CBN says Nigeria’s inflation crisis ‘not so bad’ compared to other African nations

  • Amid global inflation concerns, the Central Bank of Nigeria (CBN) asserts the nation fares better than many African peers.
  • The inflation rise was attributed to the Russia-Ukraine conflict and shifts in global energy and property markets.

Amidst rising inflation, the Central Bank of Nigeria (CBN) offers perspective on Nigeria’s economic performance relative to other African nations.

Acting CBN Governor Folashodun Shonubi, speaking at the 2023 Zenith Bank International Trade Seminar, highlights how Nigeria fares in the face of global challenges.

Shonubi referenced specific inflation rates from around the world, underscoring the global nature of the issue.

“Now, when you come down to Africa and neighbouring Ghana, at the last count, inflation there is at 42.5%. We have it at 31% in Ethiopia and 36% in Egypt,” he said.

He continued, “So, in our dear country, we are at 22.8%. When you hear these figures, it tells you that we’re not doing as badly, but all of this has also affected economic growth itself.”

The CBN Governor went on to emphasise the broader context, including global challenges influencing inflation rates.

“Today, the IMF has revised growth downwards from 3.5% to 3% this year and 3% next year. For Sub-Saharan Africa, they expect growth to moderate from 4.1% last year to 3.5% this year, but to return to just slightly over 4% next year.

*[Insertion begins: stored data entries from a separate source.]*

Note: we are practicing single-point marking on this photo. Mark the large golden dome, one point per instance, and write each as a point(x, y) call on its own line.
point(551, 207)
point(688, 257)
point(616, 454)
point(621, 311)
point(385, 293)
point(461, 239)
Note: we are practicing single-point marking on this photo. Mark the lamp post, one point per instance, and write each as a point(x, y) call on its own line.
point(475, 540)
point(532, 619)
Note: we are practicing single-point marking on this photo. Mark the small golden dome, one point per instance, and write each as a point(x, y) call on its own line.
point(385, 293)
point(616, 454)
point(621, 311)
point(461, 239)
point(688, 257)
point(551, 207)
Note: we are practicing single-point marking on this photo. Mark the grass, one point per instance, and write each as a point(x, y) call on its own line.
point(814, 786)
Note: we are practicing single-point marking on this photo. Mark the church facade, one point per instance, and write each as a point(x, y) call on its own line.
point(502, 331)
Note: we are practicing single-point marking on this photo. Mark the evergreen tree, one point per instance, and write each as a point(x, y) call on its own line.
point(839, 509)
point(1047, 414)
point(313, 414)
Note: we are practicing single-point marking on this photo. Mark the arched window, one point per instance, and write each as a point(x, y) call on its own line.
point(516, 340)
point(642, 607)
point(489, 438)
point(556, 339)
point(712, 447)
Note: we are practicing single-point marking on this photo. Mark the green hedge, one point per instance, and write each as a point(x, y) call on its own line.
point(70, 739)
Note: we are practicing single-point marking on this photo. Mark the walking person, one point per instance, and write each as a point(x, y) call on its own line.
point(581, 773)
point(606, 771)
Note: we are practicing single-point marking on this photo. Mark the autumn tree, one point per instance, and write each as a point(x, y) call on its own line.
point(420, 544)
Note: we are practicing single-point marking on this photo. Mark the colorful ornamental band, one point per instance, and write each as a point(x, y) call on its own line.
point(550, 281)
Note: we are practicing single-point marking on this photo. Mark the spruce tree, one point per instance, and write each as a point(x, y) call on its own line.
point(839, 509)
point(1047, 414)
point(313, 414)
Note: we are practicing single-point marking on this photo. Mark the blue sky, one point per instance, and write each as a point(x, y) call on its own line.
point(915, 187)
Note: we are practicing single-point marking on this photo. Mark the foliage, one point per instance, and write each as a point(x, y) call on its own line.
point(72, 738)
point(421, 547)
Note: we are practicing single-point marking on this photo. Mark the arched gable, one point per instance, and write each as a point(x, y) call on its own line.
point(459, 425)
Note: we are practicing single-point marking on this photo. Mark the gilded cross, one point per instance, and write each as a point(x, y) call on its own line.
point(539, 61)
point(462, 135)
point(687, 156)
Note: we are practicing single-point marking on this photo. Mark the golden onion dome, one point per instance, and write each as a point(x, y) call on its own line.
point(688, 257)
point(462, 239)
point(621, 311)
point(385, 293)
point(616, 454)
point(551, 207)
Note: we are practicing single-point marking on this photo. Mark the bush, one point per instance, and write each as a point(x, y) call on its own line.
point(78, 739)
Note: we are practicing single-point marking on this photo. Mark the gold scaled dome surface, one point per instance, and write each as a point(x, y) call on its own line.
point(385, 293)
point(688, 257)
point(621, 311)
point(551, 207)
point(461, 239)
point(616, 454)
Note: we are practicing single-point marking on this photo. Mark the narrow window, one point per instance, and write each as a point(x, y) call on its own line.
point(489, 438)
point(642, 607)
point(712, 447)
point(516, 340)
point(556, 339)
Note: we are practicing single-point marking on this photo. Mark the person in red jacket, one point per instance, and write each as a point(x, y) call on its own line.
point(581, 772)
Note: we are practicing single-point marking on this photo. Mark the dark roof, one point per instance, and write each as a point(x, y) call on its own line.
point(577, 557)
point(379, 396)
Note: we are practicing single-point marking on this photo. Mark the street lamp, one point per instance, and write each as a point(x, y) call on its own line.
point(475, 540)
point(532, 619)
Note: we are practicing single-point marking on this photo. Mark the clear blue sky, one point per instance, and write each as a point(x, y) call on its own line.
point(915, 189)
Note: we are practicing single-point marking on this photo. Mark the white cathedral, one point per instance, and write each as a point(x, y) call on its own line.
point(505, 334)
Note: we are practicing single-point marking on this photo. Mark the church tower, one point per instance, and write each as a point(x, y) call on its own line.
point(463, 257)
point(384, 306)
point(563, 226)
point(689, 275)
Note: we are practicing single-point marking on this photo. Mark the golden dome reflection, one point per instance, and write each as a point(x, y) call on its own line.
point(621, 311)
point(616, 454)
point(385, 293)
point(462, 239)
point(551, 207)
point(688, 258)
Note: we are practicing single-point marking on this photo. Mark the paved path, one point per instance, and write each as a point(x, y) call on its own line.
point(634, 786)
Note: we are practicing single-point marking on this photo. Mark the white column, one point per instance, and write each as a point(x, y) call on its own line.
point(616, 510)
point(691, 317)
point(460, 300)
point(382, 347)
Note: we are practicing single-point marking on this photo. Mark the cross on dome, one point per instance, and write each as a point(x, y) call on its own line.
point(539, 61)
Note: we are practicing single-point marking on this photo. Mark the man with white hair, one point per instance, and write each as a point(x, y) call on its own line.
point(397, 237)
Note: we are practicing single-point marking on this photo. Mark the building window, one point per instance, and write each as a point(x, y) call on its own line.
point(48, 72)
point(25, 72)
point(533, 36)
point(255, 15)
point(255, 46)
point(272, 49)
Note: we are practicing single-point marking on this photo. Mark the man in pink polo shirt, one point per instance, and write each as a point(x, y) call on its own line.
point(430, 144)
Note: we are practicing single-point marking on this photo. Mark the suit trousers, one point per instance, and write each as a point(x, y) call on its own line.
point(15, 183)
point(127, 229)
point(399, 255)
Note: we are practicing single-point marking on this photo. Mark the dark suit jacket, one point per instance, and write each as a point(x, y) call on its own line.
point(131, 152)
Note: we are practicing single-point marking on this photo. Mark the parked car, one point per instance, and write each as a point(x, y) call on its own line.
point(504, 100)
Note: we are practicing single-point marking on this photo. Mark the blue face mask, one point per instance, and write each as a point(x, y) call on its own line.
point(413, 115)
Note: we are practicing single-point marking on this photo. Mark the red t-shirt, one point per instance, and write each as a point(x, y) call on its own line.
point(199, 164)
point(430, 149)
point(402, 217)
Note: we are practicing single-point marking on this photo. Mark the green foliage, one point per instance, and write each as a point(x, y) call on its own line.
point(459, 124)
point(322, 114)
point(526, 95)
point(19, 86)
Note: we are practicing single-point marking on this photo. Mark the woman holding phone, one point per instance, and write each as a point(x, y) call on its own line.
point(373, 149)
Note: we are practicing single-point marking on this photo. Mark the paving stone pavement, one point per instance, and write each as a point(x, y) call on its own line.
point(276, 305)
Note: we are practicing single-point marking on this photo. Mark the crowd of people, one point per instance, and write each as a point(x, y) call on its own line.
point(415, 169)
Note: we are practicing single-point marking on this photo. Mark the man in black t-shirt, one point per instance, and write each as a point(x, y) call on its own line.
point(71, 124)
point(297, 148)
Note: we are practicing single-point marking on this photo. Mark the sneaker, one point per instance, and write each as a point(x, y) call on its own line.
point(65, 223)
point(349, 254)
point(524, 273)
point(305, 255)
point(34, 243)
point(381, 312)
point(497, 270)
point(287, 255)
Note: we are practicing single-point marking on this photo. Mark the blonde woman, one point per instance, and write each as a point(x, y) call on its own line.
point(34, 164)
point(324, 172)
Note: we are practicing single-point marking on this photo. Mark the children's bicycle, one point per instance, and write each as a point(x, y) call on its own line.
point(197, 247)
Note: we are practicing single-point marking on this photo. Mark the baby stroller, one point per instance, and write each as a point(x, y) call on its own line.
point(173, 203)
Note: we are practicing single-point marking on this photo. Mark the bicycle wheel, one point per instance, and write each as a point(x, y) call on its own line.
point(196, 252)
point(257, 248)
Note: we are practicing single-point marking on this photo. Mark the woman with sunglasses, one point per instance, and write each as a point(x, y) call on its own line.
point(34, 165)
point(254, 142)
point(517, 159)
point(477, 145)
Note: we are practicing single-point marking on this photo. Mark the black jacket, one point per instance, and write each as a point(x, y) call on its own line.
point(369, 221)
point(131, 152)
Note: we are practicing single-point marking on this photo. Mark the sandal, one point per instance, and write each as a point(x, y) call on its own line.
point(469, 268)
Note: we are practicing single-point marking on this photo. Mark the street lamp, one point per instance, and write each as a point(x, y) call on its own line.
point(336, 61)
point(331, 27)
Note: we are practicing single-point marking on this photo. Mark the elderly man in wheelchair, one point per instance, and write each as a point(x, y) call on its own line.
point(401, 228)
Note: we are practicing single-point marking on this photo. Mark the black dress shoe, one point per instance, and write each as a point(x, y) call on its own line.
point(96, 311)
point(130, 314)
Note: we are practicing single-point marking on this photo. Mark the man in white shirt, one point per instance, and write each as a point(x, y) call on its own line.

In Nigeria, they expect us to do 3.2% this year,” he explained.

While the CBN’s stance attempts to provide perspective on Nigeria’s inflation situation, critics argue that the complex realities faced by Nigerian citizens cannot be brushed aside.

In his closing statement, Shonubi emphasized the importance of non-oil exports and stressed the need for Nigeria to accelerate the growth of its non-oil exports to GDP ratio for a more robust economy.